On an 11 second run, the baud rate isn't that significant and actually insignificant in your revised code. Your times show your eZ80 system to be the equivalent of a Z80 at about 91 MHz whereas my various benchmarks have always been in the range of 167-195 MHz.
Since your eZ80 times are more than twice mine, I'll repeat my unanswered questions:
- Is any of your code running from flash memory (internal defaults to 4 wait states, external = ? waits)?
- Is your RAM set to use wait states? I use zero and that's where CP/M and MBASIC run on my system.
- Has PHI been checked to be 50 MHz? Most F91 systems use the PLL programmed with a multiplier value.
I would agree that UART should not make that big a difference but it does.
I am running from RAM.
I dont think i have WS set but I will check.
I think you said using RTC for timing such things can be off 100%, maybe that is it, its off 100%. Instead of 1 second to calculate all square roots between 1 and 1000 maybe it is taking 0 seconds, IDK.
Again this is not meant as a bench mark just a general indicator. Clearly when I run this same thing on real model 4 or emulator there is a huge difference.
Being interpreted BASIC many things are happening here such as garbage collection, moving bytes around, math etc.
This brings me back to points I have made before about speeding up TRSDOS without making modifications to OS. Many times in LOWCORE it is sufficient to use a do nothing loop of 256 to let BUS SETTLE etc.
This is no ways near long enough using an eZ80.
Then you are faced with making longer loops and that requires more memory for counters.

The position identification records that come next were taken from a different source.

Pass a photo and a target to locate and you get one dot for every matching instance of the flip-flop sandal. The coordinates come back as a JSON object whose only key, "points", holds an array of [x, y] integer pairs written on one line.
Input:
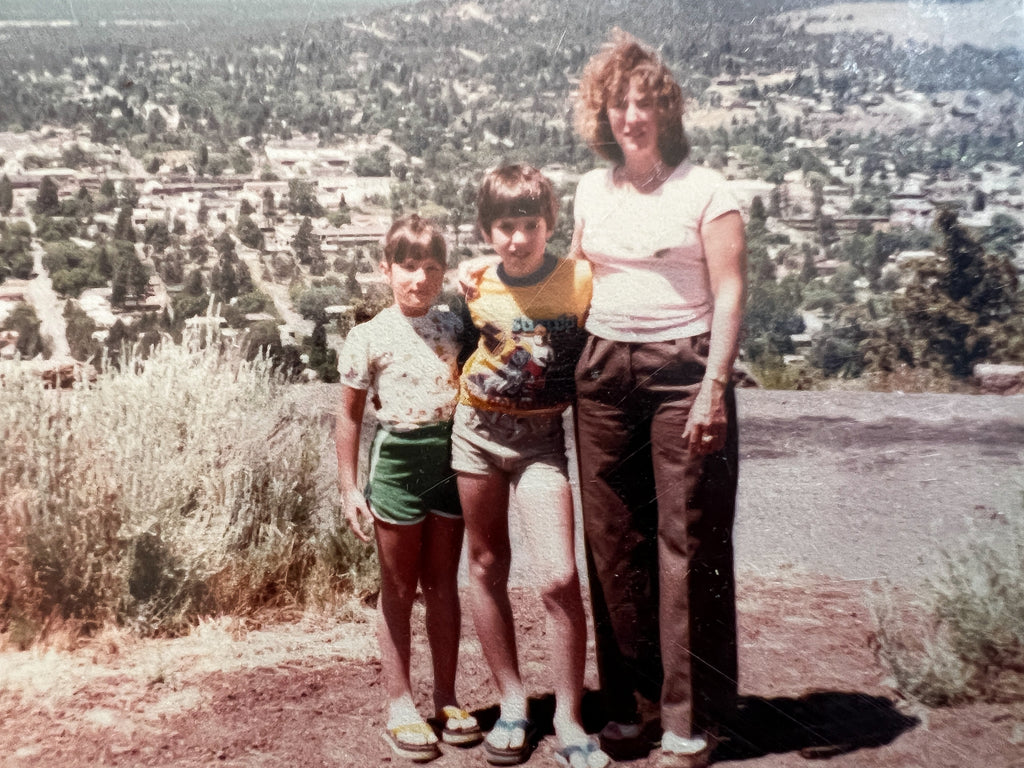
{"points": [[459, 728], [510, 755], [418, 753], [587, 755]]}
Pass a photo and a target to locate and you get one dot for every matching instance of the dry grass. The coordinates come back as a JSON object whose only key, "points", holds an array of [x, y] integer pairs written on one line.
{"points": [[963, 639], [183, 485]]}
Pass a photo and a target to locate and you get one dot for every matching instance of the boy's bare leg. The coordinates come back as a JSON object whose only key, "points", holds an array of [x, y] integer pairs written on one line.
{"points": [[439, 574], [544, 503], [398, 551], [484, 505]]}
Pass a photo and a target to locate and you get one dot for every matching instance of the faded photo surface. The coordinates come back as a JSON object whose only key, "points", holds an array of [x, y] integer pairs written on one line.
{"points": [[634, 382]]}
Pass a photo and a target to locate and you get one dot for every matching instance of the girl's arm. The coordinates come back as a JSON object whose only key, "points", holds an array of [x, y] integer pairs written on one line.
{"points": [[348, 425], [725, 252]]}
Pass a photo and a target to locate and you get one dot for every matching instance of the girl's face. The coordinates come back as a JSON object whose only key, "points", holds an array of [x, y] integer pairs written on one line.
{"points": [[416, 284], [634, 120]]}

I have decremented a 16 bit counter in assembly and it burns right thru it. Since there is not one spare byte in some places to lengthen loops that creates new problems to be solved.
Time delays such as:
ld b,0
loop: nop
djnz loop
Seem to be all cached up in eZ80 and executes blindingly fast. You would need to do this loop thousands of times to get same desired effect as a real model 4. I guess you would only need long delays if interfacing to older legacy peripherals.
As I said, I can decrement a 16 bit number to 0 and not even notice delay. Try a loop using 32 bit numbers on real model 4.
TRSDOS 'pause' SVC would need to be rewritten to take advantage of eZ80 programmable timers.
I have macros for my assembler that lets me do things like for/next.
This loop causes about 1 second delay just long enough to read a few lines on screen.
Code:
cpu_dly FOR 1,10,1
cpu_dly_1 FOR 1,65535,1
NEXT cpu_dly_1
NEXT cpu_dly
FOR START,END,STEP
This loop counts 10*65535 and I get a delay of about 1 second.
Code:
FOR MACRO START,STOP,STEP
SCOPE
ld HL,($1)
ld ($4),HL
JR $5
$4 DW 0 ; I hold count when running (+8).
$1 DW START ; Start count from xx (+10).
$2 DW STOP ; Stop when equal or greater than STOP (+12).
$3 DW STEP ; Step to increment by (+14).
$5 equ $
ENDMAC
NEXT MACRO pointer
ld hl,(pointer+8) ; POINTER
ld bc,(pointer+14) ; STEP
add hl,bc
PUSH HL
LD BC,(pointer+12) ; STOP LIMIT.
OR A ; Clear carry flag.
SBC HL,BC
POP HL
jp nz,pointer+3
JP M,pointer+3 ;>
endmac